The function of constant-velocity joints, or CV joints, in a vehicle is to let power be transferred to the wheels from the transmission. Power is transmitted at a consistent speed of rotation while there is not much friction. In other words, power from the engine is transferred smoothly to the wheels of the vehicle, no matter what angle the steering wheel is being turned at.
You will find CV joints in all-wheel drive vehicles and front-wheel drive vehicles. As for rear-wheel drive vehicles that have separate rear suspensions, the half-shafts’ ends of the rear axle will have CV joints in them. There is a rubber boot which protects the CV joints. This part is called a “CV gaiter.” In every CV Joints, there is an outer joint and an inner joint.
The 5 Symptoms of a Bad CV Joint
If your CV joint becomes faulty, there are certain warning signs you can look out for. Below are the 5 main symptoms of a bad CV joint.
1) Tire Edge Grease
If there is grease along the edge of your tire, particular from a tear or tiny crack, then you could have a bad CV joint. If there is significant damage to the CV joint, darker colored grease might be visible on the rim and wheel’s interior.
2) Turning Causes Loud Noises
If you turn the steering wheel and hear a clicking sound or popping sound, then you probably have a broken or worn out CV joint. You can test if this is the case by doing the following: Shift the gear into reverse, turn the wheel all the way to one side, and step on the gas pedal. You will be going in a circle so obviously, make sure the area around you is clear. As you move backward in a circle, the popping sounds should get louder if you have a bad CV joint. You’ll either have to replace the joint or the entire shaft assembly.
3) Bouncy Driving
If you’re driving on a flat paved road and your vehicle is still bouncing you around, then you likely have a faulty CV joint. You can verify this diagnosis by going to an auto shop that can repair transmissions.
If the CV joint vibrates while you’re driving, then it must be worn out or damaged. A CV joint in this condition will not be able to balance properly during rotation. The more you accelerate the vehicle, the more intense the vibrations will become. If the vibrations become too excessive, then the vehicle will become more difficult to control and the overall riding experience will be impacted. This means the drive will become less comfortable and less safe for everyone in the car. The only solution here is to replace the CV joint.
5) Movement Causes Knocking Sounds
A CV joint that has become worn out from being used too much will cause a knocking sound. If you have a front-wheel drive car, this noise can come from the inner joint. If you have a rear-wheel drive car, then it can come from the outer joints or the inner joints. Knocking sounds can also come from the differential gears. To perform a self-diagnosis of the joint problem, put the vehicle in reverse and accelerate then decelerate. Alternate back and forth between the acceleration and deceleration. If you hear louder knocking sounds, then you have a bad CV joint.

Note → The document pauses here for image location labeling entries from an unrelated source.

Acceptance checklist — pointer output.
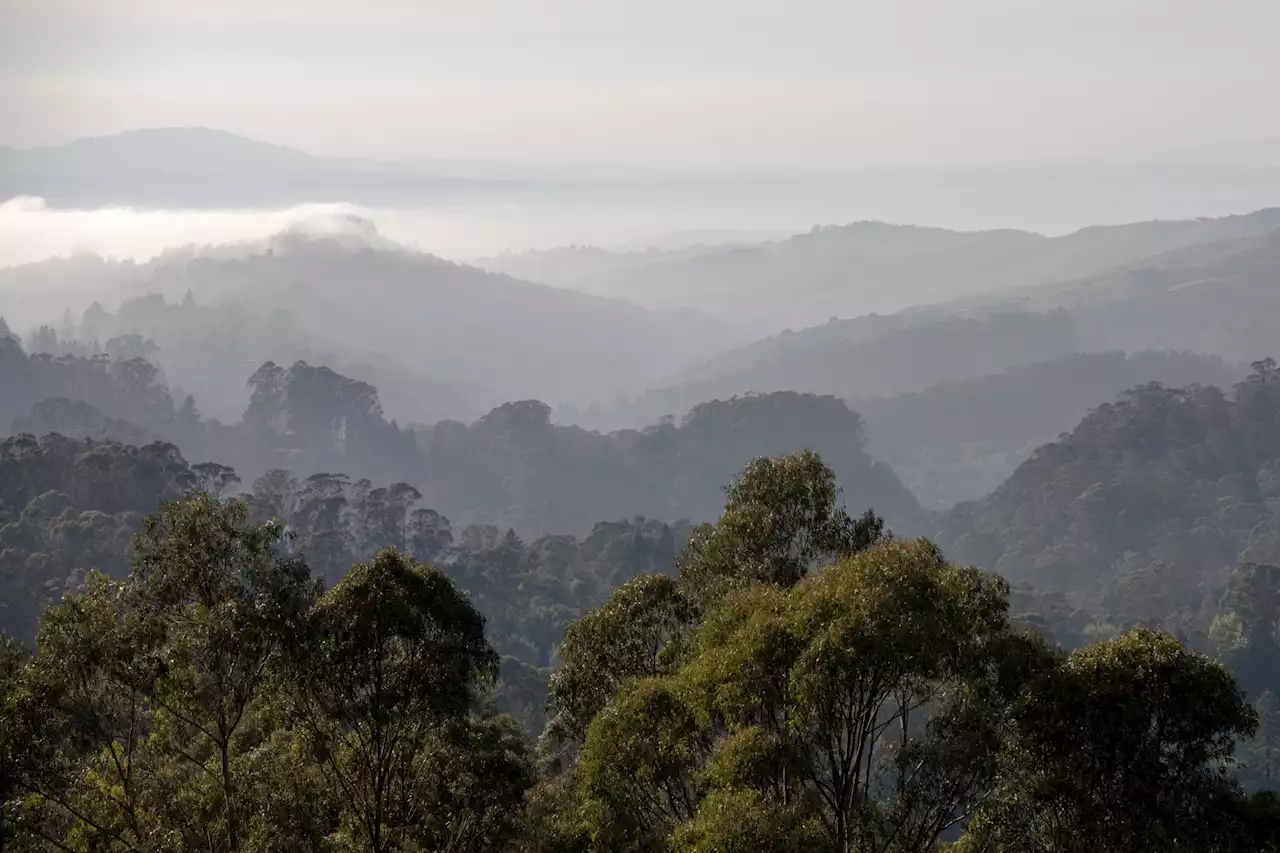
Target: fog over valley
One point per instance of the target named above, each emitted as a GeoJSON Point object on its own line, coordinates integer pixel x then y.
{"type": "Point", "coordinates": [686, 427]}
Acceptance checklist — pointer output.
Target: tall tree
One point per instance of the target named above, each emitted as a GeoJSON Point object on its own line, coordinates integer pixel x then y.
{"type": "Point", "coordinates": [394, 655]}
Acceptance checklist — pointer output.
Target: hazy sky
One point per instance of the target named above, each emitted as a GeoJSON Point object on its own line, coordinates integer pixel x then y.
{"type": "Point", "coordinates": [819, 82]}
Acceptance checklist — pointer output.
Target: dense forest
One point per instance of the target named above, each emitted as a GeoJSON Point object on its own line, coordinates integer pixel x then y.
{"type": "Point", "coordinates": [460, 587]}
{"type": "Point", "coordinates": [796, 680]}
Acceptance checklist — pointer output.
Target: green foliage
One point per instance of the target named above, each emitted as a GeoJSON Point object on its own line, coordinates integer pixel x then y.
{"type": "Point", "coordinates": [1123, 747]}
{"type": "Point", "coordinates": [1142, 512]}
{"type": "Point", "coordinates": [213, 702]}
{"type": "Point", "coordinates": [781, 518]}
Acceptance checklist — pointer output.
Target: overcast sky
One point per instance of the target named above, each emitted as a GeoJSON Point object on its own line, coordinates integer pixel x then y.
{"type": "Point", "coordinates": [817, 82]}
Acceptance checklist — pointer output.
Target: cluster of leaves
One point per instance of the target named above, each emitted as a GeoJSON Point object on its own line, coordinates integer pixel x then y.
{"type": "Point", "coordinates": [511, 468]}
{"type": "Point", "coordinates": [850, 692]}
{"type": "Point", "coordinates": [526, 591]}
{"type": "Point", "coordinates": [72, 506]}
{"type": "Point", "coordinates": [68, 506]}
{"type": "Point", "coordinates": [220, 699]}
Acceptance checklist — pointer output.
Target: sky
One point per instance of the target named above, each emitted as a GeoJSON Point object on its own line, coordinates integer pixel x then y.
{"type": "Point", "coordinates": [823, 83]}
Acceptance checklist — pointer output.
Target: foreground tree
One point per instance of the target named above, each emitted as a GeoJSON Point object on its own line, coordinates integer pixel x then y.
{"type": "Point", "coordinates": [781, 519]}
{"type": "Point", "coordinates": [860, 707]}
{"type": "Point", "coordinates": [1124, 747]}
{"type": "Point", "coordinates": [394, 657]}
{"type": "Point", "coordinates": [140, 698]}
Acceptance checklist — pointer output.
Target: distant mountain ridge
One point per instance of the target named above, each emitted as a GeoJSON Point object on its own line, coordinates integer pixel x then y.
{"type": "Point", "coordinates": [865, 267]}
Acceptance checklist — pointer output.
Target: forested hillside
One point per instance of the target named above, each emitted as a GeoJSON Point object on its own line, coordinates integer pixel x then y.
{"type": "Point", "coordinates": [511, 468]}
{"type": "Point", "coordinates": [1143, 511]}
{"type": "Point", "coordinates": [759, 694]}
{"type": "Point", "coordinates": [958, 441]}
{"type": "Point", "coordinates": [415, 318]}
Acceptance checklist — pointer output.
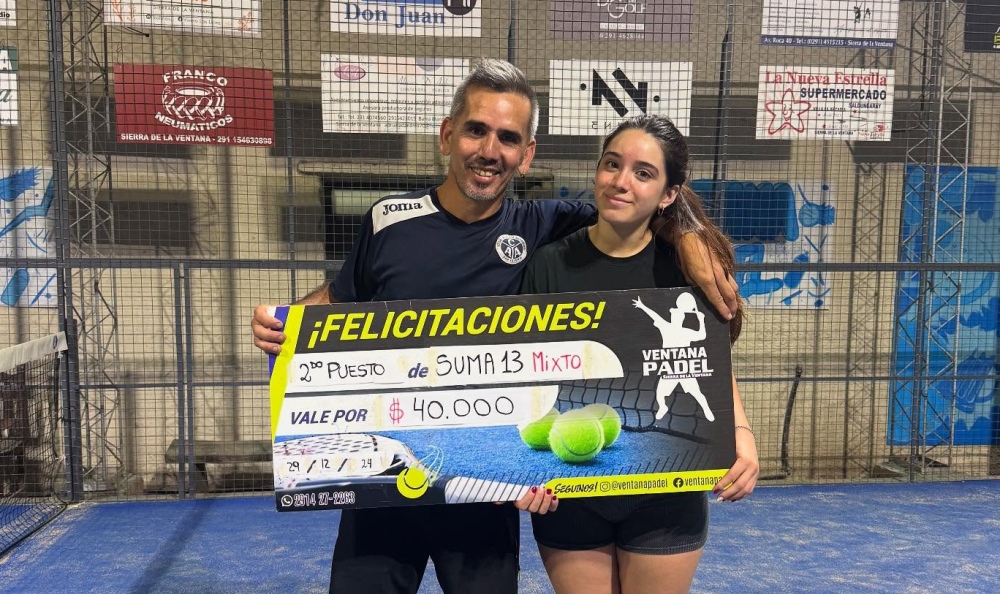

Read also: 5 Types of Constant-Velocity (CV) Joints
The Average Cost of Replacement
A CV joint can cost between $95 and $210. If you are hiring a mechanic to perform a replacement, then your total price will be between $165 and $800. The price really depends on whether you’re replacing a double axle or single axle.
The joint replacement of a double axle will obviously be twice as expensive as a single axle. The parts cost for a double will be between $150 and $400. This makes the total cost of hiring a mechanic to perform the replacement between $230 and $1180. It all depends on the make and model of your vehicle and how difficult it is for them to perform the replacement job on your particular vehicle. The more time they need, the more the service will cost.
Remember: This is a huge service, so your auto technician or mechanic must conduct a general safety inspection, particularly an inspection of the boots and axles. If the tires have grease on them, then there may be a leak from the CV boots. Plus, any big clicking sounds which occur as you turn will mean that you need to replace the axles.